Unexpectedly, though, she found that she had to bite down on her tongue to keep herself from reminding him. She should have been triumphant at the success of her disguise. Instead, she wanted to tell him exactly who she was and see the light of horrified recognition dawn on his face. She wanted to tell everyone who stood around him, fawning over him, who and what he really was, and which master he followed.
Instead, she forced herself to say her prepared lines. “These are truly magnificent festivities, Your Majesty. No wonder all Europe flocks to see them.” Lowering her eyelashes demurely, she added in a near-whisper, “The cost must be truly staggering.”
“Well …” His grip tightened—involuntarily, she hoped—around her hand. “No more than we all deserve after twenty years of the Corsican Monster, eh? And certainly no more than the chancellery can stand.”
And that, she knew, was an outright lie. Austria’s treasury was nearly empty from the long decades of war, and Francis’s festival of self-congratulation—it was an open secret—cost fifty thousand florins per royal visitor every day. The head of the treasury, she’d heard, was in none-too-secret agonies about the cost and the question of how the poverty-stricken empire could ever meet it. And yet …
“I wonder—could I help?” She looked up, blinking innocently, into the emperor’s hard blue gaze. “We are all so very grateful for the part Austria played in the late war, you know. We all saw how you stood as buffer against the Monster for the rest of Europe.

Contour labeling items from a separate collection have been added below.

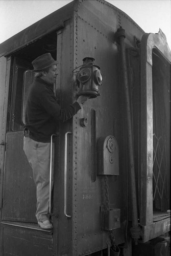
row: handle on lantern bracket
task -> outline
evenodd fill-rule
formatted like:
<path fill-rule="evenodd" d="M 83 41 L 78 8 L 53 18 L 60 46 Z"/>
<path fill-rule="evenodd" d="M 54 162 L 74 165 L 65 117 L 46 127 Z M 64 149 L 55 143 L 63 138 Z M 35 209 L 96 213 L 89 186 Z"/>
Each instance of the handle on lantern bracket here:
<path fill-rule="evenodd" d="M 70 215 L 67 215 L 66 212 L 66 191 L 67 191 L 67 135 L 72 133 L 67 132 L 65 135 L 65 167 L 64 167 L 64 215 L 67 218 L 71 218 Z"/>
<path fill-rule="evenodd" d="M 49 202 L 49 212 L 51 214 L 52 206 L 52 161 L 53 161 L 53 137 L 58 136 L 58 134 L 52 134 L 51 137 L 51 153 L 50 153 L 50 202 Z"/>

Th
e sacrifices you made …” The words tasted like poison on her tongue, but she saw the emperor’s smirk deepen. “I would so love to do what I could to support the Congress,” she finished in a rush.
“My dear Lady Wyndham …” The emperor considered her narrowly for a moment. “We must speak further.”
“Oh, yes,” Caroline murmured. Not now. She would have to play the very image of a proper lady and pretend to swoon from the heat if she were held here in conversation with him much longer.
“Will you be at the masked ball tonight, in the Hofburg?”
“I hadn’t received an invitation …”
“Nonsense.” The emperor squeezed her fingers and, finally, released them. “I look forward to meeting you there, Lady Wyndham.”
“Then I shall not disguise myself too carefully,” she said.
He turned away, and she had to stop herself from sagging with relief. She looked up at the Prince de Ligne, whose expression was quite blank beneath his watchful gaze.
“Your pardon, Highness. I fear the heat has been too much for me. I believe I must retire for an hour or two, to rest.”
“I’ll escort you to your carriage, then.” As they walked across the grass, away from the incense and the emperor, the Prince de Ligne breathed his next words into her ear. “I do look forward, dear lady, to finding out exactly what you are intending. I don’t believe for an instant that you feel any romantic loyalty to the Habsburg emperor.”
“My dear sir …” Caroline let herself, for just a moment, lean against his arm as belated reaction made her legs weak. “I hope you would never think so badly of me as that.” She risked a mischievous grin as she glanced up at him. “But would you force me to disclose all my secrets to you on first acquaintance?”
“I should never be so ungallant.” The prince smiled back, but wariness mingled with the amusement in his eyes. “I shall look forward to watching events develop. I have a feeling, Lady Wyndham, that life at this Congress will become more intriguing by the day.”